BACKGROUND: High accidental death rates in the former Soviet republics (FSR) and its profound fluctuation over the past decades have attracted considerable interest. The research evidences emphasize binge drinking pattern as a potentially important contributor to accident mortality crisis in FSR. In line with this evidence we assume that higher level of alcohol consumption in conjunction with binge drinking pattern results in close aggregate-level association between alcohol psychoses and accidental death rates in the former Soviet Slavic republic Belarus.
METHODS: Trends in alcohol psychoses rate (as a proxy for alcohol consumption) from 1979 to 2007 were analyzed employing a distributed lag analysis in order to asses bivariate relationship between the two time series.
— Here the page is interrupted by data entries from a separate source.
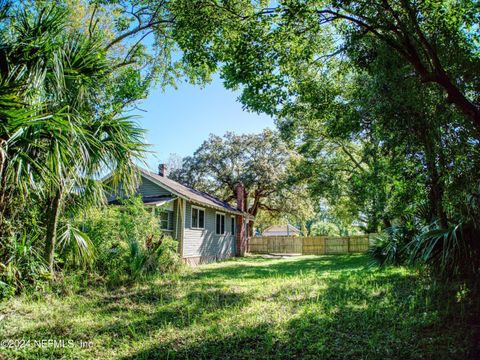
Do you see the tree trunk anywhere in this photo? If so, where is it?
[424,135,448,228]
[45,189,62,276]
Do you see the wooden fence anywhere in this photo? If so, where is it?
[248,235,370,255]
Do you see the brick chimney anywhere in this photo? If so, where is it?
[158,164,167,177]
[235,183,247,256]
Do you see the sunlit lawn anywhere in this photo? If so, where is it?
[0,255,476,359]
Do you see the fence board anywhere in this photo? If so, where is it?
[248,235,369,255]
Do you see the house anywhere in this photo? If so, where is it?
[262,224,300,236]
[109,164,250,265]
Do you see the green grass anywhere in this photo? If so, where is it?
[0,255,478,359]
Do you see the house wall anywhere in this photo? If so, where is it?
[137,177,171,196]
[183,202,236,264]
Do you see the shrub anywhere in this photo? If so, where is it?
[80,198,180,282]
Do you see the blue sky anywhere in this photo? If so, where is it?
[132,77,274,170]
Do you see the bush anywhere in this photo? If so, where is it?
[79,198,181,282]
[0,232,49,299]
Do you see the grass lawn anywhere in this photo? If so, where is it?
[0,255,478,359]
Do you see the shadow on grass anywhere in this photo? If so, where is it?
[6,255,473,359]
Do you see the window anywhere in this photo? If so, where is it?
[216,213,225,235]
[160,210,173,230]
[192,206,205,229]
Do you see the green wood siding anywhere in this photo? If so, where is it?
[183,202,235,260]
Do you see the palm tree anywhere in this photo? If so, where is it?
[0,5,145,274]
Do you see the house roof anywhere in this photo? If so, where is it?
[139,168,244,214]
[262,224,300,235]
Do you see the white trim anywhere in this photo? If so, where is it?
[138,167,242,214]
[180,200,187,258]
[190,205,206,230]
[215,211,227,235]
[158,208,173,232]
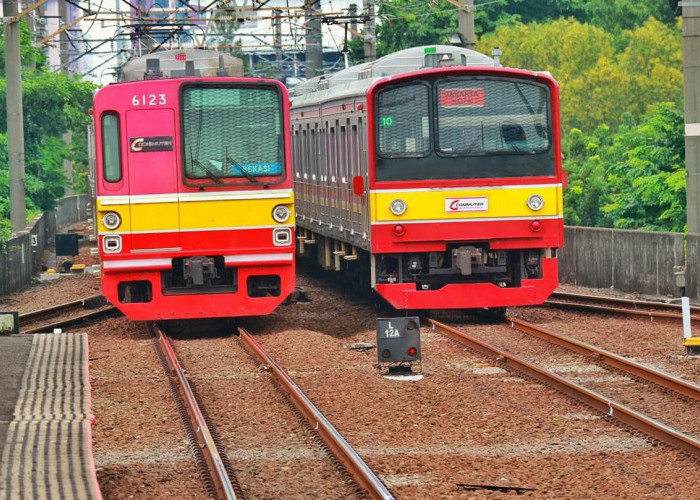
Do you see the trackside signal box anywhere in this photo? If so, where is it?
[377,316,420,363]
[0,311,19,335]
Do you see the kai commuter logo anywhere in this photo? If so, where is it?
[445,196,489,213]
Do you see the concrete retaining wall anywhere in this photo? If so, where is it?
[0,195,90,295]
[559,226,688,298]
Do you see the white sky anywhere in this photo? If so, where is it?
[79,0,362,84]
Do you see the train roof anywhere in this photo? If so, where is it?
[120,49,243,82]
[289,45,495,105]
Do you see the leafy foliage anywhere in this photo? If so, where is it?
[564,103,686,231]
[477,18,683,133]
[0,21,46,74]
[602,103,686,231]
[0,24,96,236]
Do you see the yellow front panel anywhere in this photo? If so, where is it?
[180,194,294,231]
[131,201,178,232]
[370,184,562,222]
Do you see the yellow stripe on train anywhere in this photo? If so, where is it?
[370,184,562,223]
[97,191,295,233]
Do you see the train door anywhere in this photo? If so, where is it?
[126,108,180,251]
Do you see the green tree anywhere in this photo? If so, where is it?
[602,103,686,231]
[477,18,683,133]
[0,19,96,241]
[0,21,46,74]
[579,0,676,33]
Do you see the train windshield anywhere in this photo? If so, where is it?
[182,84,284,184]
[375,77,555,180]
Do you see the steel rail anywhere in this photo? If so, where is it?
[506,317,700,401]
[545,299,700,321]
[427,318,700,460]
[551,291,700,313]
[20,306,119,334]
[149,324,236,499]
[19,295,106,321]
[550,292,700,315]
[238,328,394,499]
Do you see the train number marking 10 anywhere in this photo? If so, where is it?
[131,94,168,106]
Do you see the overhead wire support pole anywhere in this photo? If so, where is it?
[2,0,27,233]
[362,0,377,62]
[678,1,700,234]
[3,0,48,24]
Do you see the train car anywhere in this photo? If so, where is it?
[91,50,295,320]
[290,46,565,313]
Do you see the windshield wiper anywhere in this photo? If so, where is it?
[226,148,260,184]
[192,158,224,184]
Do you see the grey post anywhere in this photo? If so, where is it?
[457,0,476,50]
[679,1,700,234]
[2,0,27,233]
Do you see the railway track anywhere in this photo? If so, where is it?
[545,292,700,321]
[150,325,393,499]
[428,318,700,460]
[19,295,119,334]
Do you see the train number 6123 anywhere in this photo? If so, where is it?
[131,94,168,106]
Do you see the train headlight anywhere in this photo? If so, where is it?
[389,200,408,215]
[272,205,292,223]
[527,194,544,212]
[102,212,122,230]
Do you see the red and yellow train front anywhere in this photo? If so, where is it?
[94,78,295,320]
[368,68,564,309]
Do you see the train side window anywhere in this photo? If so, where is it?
[102,113,122,182]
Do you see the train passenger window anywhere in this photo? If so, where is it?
[181,84,284,184]
[377,83,431,157]
[436,78,550,155]
[102,113,122,182]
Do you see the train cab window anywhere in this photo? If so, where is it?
[436,79,550,155]
[102,113,122,182]
[181,84,284,186]
[376,83,431,157]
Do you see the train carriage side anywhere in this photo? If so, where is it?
[292,47,565,309]
[94,64,295,320]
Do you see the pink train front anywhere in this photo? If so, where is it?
[90,50,295,320]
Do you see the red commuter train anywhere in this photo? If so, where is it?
[290,46,565,313]
[90,50,295,320]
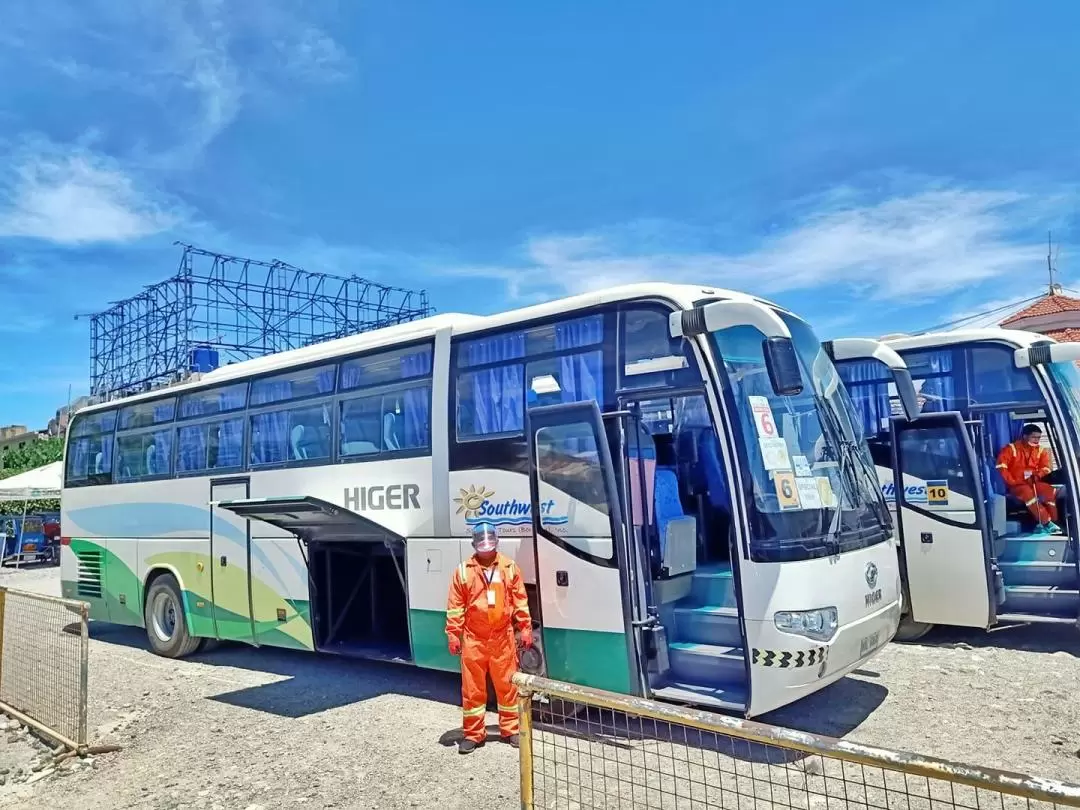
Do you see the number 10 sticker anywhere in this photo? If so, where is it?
[746,396,777,438]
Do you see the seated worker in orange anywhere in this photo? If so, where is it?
[446,523,532,754]
[998,424,1062,535]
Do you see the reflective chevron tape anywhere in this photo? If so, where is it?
[753,647,828,670]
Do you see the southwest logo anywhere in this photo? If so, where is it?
[454,486,570,526]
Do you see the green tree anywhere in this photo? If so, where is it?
[0,436,64,515]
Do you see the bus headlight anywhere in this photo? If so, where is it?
[772,607,839,642]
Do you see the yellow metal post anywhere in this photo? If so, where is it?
[517,690,532,810]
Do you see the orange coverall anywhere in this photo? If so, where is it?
[998,441,1057,524]
[446,553,532,743]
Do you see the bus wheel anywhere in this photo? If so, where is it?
[143,573,202,658]
[893,613,934,642]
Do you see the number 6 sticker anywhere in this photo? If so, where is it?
[746,396,777,438]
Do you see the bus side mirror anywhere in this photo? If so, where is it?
[761,337,802,396]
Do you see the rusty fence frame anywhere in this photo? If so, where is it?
[513,672,1080,810]
[0,586,90,756]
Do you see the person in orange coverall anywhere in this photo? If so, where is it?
[446,523,532,754]
[998,424,1062,535]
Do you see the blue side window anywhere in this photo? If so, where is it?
[457,332,525,438]
[340,386,431,458]
[252,365,337,407]
[903,349,958,413]
[176,417,244,473]
[457,314,604,440]
[180,382,247,419]
[969,346,1043,407]
[118,399,176,430]
[67,410,117,485]
[251,404,333,465]
[117,429,173,482]
[836,360,893,436]
[341,345,432,391]
[619,308,701,390]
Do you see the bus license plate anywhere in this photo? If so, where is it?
[859,630,881,658]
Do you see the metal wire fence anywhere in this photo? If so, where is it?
[0,588,90,750]
[514,673,1080,810]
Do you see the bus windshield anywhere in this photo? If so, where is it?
[712,313,891,562]
[1049,361,1080,444]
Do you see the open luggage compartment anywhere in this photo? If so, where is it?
[218,496,413,662]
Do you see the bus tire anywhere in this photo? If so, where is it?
[143,573,202,658]
[893,613,934,643]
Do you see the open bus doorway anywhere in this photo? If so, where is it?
[218,496,413,663]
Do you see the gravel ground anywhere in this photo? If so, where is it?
[0,568,1080,810]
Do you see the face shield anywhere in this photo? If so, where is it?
[473,523,499,554]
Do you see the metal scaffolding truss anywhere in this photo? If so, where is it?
[83,242,433,401]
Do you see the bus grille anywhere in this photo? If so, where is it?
[76,551,102,599]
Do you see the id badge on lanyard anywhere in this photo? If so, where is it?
[484,568,501,608]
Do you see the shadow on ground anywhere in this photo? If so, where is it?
[90,622,461,717]
[907,624,1080,658]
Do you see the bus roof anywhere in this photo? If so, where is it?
[881,328,1057,351]
[73,282,787,413]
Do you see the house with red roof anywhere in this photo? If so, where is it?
[1000,284,1080,343]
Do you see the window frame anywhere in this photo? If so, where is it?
[63,407,120,489]
[447,303,617,447]
[64,335,437,489]
[112,422,177,484]
[334,377,434,464]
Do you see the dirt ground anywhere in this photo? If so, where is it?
[0,568,1080,810]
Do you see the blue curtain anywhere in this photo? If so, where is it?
[251,367,335,464]
[555,315,604,403]
[462,332,525,435]
[402,353,431,447]
[905,349,966,414]
[176,383,247,472]
[837,360,892,436]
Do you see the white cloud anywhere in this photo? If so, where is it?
[450,188,1066,301]
[0,146,180,245]
[0,0,353,168]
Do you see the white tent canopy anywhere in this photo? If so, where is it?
[0,461,64,501]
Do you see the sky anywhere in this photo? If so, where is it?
[0,0,1080,428]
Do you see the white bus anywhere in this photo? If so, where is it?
[62,284,901,715]
[833,329,1080,640]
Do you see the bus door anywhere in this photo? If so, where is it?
[210,478,255,644]
[526,401,646,694]
[892,411,997,627]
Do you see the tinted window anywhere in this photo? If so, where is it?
[116,429,173,482]
[340,386,431,458]
[619,309,701,389]
[968,346,1043,407]
[119,399,176,430]
[252,365,337,407]
[537,422,610,553]
[65,410,117,486]
[341,345,432,391]
[180,382,247,418]
[176,417,244,473]
[251,405,333,465]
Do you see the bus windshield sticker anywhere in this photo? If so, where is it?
[757,438,792,472]
[746,396,777,440]
[927,481,948,507]
[795,478,822,509]
[792,456,813,478]
[772,471,801,511]
[815,475,836,509]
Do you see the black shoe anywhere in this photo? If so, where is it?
[458,740,484,754]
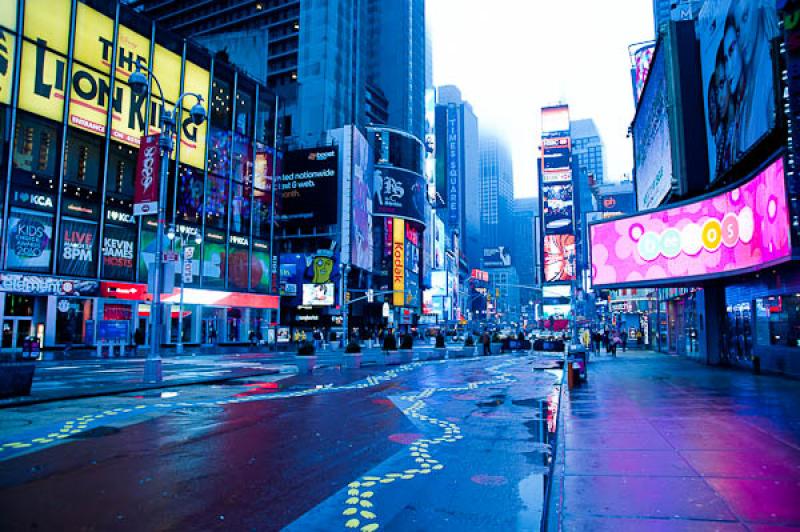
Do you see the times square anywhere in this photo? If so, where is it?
[0,0,800,532]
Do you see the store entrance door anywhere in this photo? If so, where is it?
[200,316,219,344]
[2,317,33,353]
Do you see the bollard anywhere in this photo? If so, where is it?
[567,362,575,390]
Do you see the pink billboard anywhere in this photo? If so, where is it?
[590,159,792,286]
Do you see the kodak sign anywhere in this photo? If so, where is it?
[392,218,406,307]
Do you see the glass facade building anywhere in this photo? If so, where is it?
[0,0,279,356]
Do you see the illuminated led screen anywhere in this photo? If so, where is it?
[590,159,791,286]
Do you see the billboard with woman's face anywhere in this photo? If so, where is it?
[697,0,778,180]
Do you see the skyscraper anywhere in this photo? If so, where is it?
[653,0,708,37]
[130,0,426,147]
[480,133,514,255]
[436,85,482,270]
[366,0,427,138]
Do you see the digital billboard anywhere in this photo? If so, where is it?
[345,126,373,271]
[590,159,791,286]
[633,46,672,210]
[542,183,573,233]
[544,235,575,283]
[542,105,569,138]
[542,137,571,172]
[697,0,778,180]
[276,146,339,226]
[372,166,427,224]
[303,283,334,307]
[6,211,53,272]
[631,42,655,104]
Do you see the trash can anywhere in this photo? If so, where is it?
[22,336,41,360]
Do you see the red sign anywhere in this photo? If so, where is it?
[472,269,489,283]
[100,281,152,301]
[133,135,161,216]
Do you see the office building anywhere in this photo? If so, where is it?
[480,133,514,255]
[131,0,426,148]
[0,0,278,349]
[512,198,540,305]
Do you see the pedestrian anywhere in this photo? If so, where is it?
[481,331,492,356]
[609,331,622,358]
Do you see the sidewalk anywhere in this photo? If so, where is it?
[548,351,800,532]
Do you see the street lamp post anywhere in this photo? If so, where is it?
[167,226,203,354]
[128,60,206,382]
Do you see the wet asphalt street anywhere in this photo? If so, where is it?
[0,356,561,532]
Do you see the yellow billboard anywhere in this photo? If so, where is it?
[15,0,210,168]
[0,29,17,105]
[392,218,406,307]
[0,0,17,31]
[19,41,67,122]
[23,0,72,53]
[73,2,114,74]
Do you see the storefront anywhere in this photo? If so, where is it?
[0,273,98,352]
[0,0,277,350]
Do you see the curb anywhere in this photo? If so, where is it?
[0,370,288,410]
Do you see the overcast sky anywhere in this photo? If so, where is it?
[426,0,653,198]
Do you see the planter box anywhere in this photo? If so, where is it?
[344,353,362,369]
[383,351,402,366]
[0,362,36,399]
[294,355,317,375]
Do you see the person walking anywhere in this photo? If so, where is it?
[609,331,622,358]
[481,331,492,356]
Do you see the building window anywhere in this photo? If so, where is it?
[756,294,800,347]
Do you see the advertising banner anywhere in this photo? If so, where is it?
[0,273,100,296]
[372,166,426,223]
[276,146,339,226]
[6,211,53,272]
[542,105,569,138]
[633,46,672,210]
[392,218,406,307]
[0,29,17,105]
[303,283,334,307]
[542,137,570,172]
[133,135,161,216]
[589,159,791,286]
[544,235,575,283]
[631,42,655,104]
[542,170,572,187]
[58,220,97,277]
[433,216,447,270]
[250,241,272,292]
[483,246,511,268]
[542,183,573,233]
[697,0,778,180]
[350,128,373,271]
[446,105,461,227]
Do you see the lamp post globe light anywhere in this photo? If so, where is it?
[167,225,203,354]
[128,60,206,382]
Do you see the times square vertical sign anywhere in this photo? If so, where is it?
[447,104,461,228]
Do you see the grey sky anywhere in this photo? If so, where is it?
[426,0,653,197]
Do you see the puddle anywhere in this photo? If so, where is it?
[67,425,122,440]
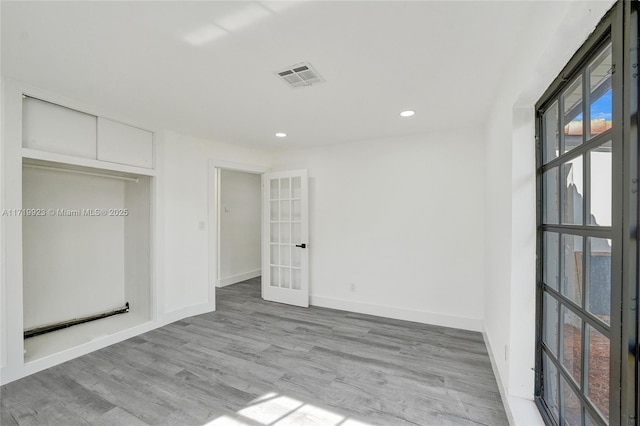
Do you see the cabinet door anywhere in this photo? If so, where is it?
[98,117,153,169]
[22,96,97,160]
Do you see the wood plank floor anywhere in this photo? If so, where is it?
[0,279,508,426]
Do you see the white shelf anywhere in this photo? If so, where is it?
[22,148,156,176]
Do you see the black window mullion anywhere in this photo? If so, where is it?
[543,348,607,425]
[540,224,613,240]
[542,129,613,172]
[544,284,612,338]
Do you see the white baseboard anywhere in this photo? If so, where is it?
[156,302,215,327]
[482,330,544,426]
[218,269,262,287]
[310,296,482,331]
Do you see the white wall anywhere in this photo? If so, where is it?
[274,129,484,330]
[22,168,125,328]
[219,170,262,286]
[484,0,613,424]
[156,131,269,317]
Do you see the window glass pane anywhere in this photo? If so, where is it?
[542,232,560,290]
[561,306,582,383]
[587,325,611,419]
[589,146,612,226]
[560,376,582,426]
[542,292,558,356]
[587,238,611,324]
[542,101,560,163]
[562,76,583,152]
[542,353,560,422]
[589,44,613,137]
[542,167,560,225]
[560,235,584,306]
[562,156,584,225]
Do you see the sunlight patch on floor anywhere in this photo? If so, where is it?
[204,392,370,426]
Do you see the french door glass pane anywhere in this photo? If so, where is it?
[562,76,583,152]
[280,245,291,266]
[291,176,302,198]
[280,223,291,244]
[589,150,612,230]
[560,234,584,305]
[280,201,291,222]
[542,292,559,356]
[542,167,560,225]
[291,200,302,222]
[291,269,302,290]
[270,266,280,287]
[562,156,584,225]
[589,44,613,137]
[280,268,291,288]
[269,179,280,200]
[587,325,611,419]
[291,247,301,268]
[561,305,582,384]
[280,178,291,200]
[587,238,611,324]
[542,101,560,163]
[291,223,302,244]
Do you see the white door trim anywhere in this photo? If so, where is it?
[207,158,270,310]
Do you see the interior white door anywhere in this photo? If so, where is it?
[262,170,309,308]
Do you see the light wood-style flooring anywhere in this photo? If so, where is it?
[0,278,508,426]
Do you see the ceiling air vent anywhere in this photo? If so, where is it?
[276,62,324,88]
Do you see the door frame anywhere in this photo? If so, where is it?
[207,158,271,311]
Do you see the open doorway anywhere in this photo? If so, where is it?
[216,168,262,287]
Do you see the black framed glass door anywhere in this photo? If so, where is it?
[535,2,638,425]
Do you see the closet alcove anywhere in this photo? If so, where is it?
[21,96,153,363]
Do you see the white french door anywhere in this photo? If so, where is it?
[262,170,309,308]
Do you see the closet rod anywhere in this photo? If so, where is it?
[24,302,129,339]
[24,164,139,182]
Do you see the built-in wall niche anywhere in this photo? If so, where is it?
[22,158,151,362]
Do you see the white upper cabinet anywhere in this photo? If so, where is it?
[22,97,97,159]
[98,117,153,169]
[22,96,153,169]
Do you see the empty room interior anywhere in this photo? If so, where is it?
[0,0,640,426]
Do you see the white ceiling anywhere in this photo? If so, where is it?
[1,1,545,148]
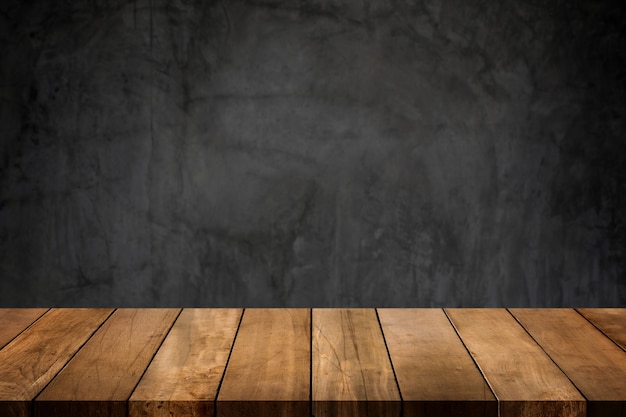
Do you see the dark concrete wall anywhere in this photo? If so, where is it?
[0,0,626,307]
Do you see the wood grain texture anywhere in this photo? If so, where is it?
[129,309,242,417]
[312,309,401,417]
[378,309,498,417]
[35,309,180,417]
[446,309,586,417]
[510,309,626,417]
[578,308,626,351]
[216,309,311,417]
[0,309,113,417]
[0,308,48,349]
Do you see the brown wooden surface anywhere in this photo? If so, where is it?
[578,308,626,351]
[511,309,626,417]
[0,309,626,417]
[216,309,311,417]
[35,309,180,417]
[446,309,586,417]
[129,309,242,417]
[312,309,401,417]
[0,309,113,417]
[378,309,498,417]
[0,308,48,349]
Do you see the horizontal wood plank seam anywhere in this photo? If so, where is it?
[0,308,52,350]
[574,308,626,352]
[213,308,246,417]
[506,308,589,404]
[442,308,500,404]
[124,308,184,408]
[30,308,117,417]
[374,308,404,417]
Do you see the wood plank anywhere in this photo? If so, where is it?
[578,308,626,351]
[0,308,48,349]
[217,309,311,417]
[446,309,586,417]
[378,308,498,417]
[129,308,242,417]
[35,309,180,417]
[510,309,626,417]
[312,309,401,417]
[0,309,113,417]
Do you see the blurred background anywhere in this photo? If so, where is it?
[0,0,626,307]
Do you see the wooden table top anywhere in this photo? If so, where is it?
[0,308,626,417]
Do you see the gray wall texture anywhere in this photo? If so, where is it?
[0,0,626,307]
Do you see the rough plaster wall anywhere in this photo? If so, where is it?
[0,0,626,307]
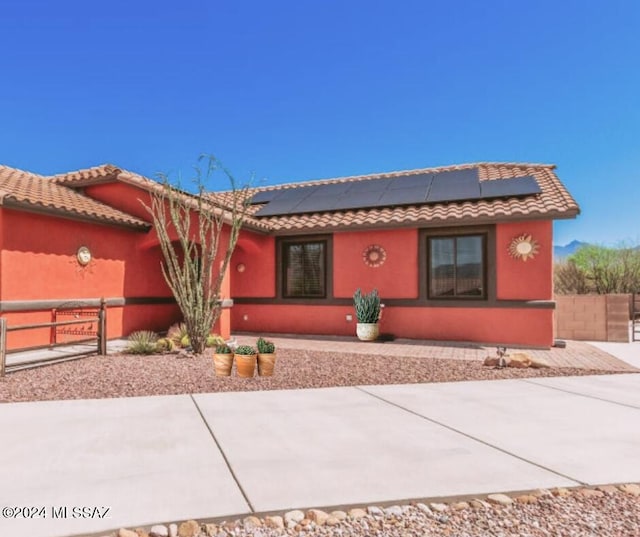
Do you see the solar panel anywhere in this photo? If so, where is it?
[379,185,427,206]
[426,169,480,203]
[334,192,382,210]
[316,183,351,196]
[480,175,542,199]
[276,185,320,201]
[282,196,340,214]
[389,173,433,190]
[255,200,306,216]
[348,179,395,194]
[252,168,541,216]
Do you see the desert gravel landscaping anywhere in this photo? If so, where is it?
[0,349,624,402]
[110,483,640,537]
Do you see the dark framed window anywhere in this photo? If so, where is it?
[280,239,327,298]
[427,234,487,299]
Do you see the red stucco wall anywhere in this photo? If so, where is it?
[229,231,276,298]
[333,229,418,298]
[231,304,553,347]
[496,220,553,300]
[0,183,231,348]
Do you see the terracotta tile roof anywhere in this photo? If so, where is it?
[0,166,149,229]
[213,162,580,234]
[50,164,270,231]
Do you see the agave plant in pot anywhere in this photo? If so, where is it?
[353,288,380,341]
[213,343,233,377]
[256,338,276,377]
[235,345,257,378]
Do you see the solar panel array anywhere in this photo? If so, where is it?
[251,168,541,216]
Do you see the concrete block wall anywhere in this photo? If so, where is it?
[555,294,631,342]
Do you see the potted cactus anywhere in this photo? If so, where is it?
[353,288,380,341]
[256,338,276,377]
[235,345,257,378]
[213,343,233,377]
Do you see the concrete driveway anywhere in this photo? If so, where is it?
[0,374,640,537]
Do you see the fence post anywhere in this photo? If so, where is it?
[98,297,107,356]
[0,318,7,377]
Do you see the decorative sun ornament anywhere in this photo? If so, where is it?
[509,233,540,261]
[362,244,387,268]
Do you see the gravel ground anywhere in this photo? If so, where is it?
[0,349,624,402]
[108,485,640,537]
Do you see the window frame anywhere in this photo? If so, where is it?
[419,226,496,306]
[276,235,333,302]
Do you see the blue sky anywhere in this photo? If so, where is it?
[0,0,640,244]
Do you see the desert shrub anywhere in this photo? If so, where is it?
[156,337,176,352]
[206,334,224,347]
[127,330,158,354]
[235,345,256,356]
[167,323,189,347]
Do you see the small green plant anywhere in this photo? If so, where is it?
[235,345,256,356]
[206,334,225,347]
[127,330,158,354]
[156,337,176,352]
[256,338,276,354]
[167,323,189,347]
[353,288,380,323]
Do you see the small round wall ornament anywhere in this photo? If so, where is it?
[509,233,540,261]
[362,244,387,268]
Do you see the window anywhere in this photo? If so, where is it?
[282,240,327,298]
[427,235,487,299]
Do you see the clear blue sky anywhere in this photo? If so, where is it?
[0,0,640,244]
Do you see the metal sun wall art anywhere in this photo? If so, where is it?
[509,233,540,261]
[362,244,387,268]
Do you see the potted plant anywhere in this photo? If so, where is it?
[235,345,257,378]
[213,343,233,377]
[256,338,276,377]
[353,288,380,341]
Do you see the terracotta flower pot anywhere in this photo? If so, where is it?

RESULTS: According to the Bureau of Forensic Medicine autopsy reports the number of deaths due to accidents and injuries increased by 52.5% (from 62.3 to 95.0 per 100.000 of residents), and fatal alcohol poisoning rate increased by 108.6% (from 12.8 to 26.7 per 100.000 of residents) in Belarus between 1979 and 2007. Alcohol in blood was found in 50.1% victims of deaths from accidents and injuries for the whole period, with the minimum figure 40% in 1986 and maximum 58.2% in 2005. The outcome of distributed lags analysis indicated statistically significant association between the number of alcohol psychoses cases and the number BAC-positive deaths from accidents at zero lag.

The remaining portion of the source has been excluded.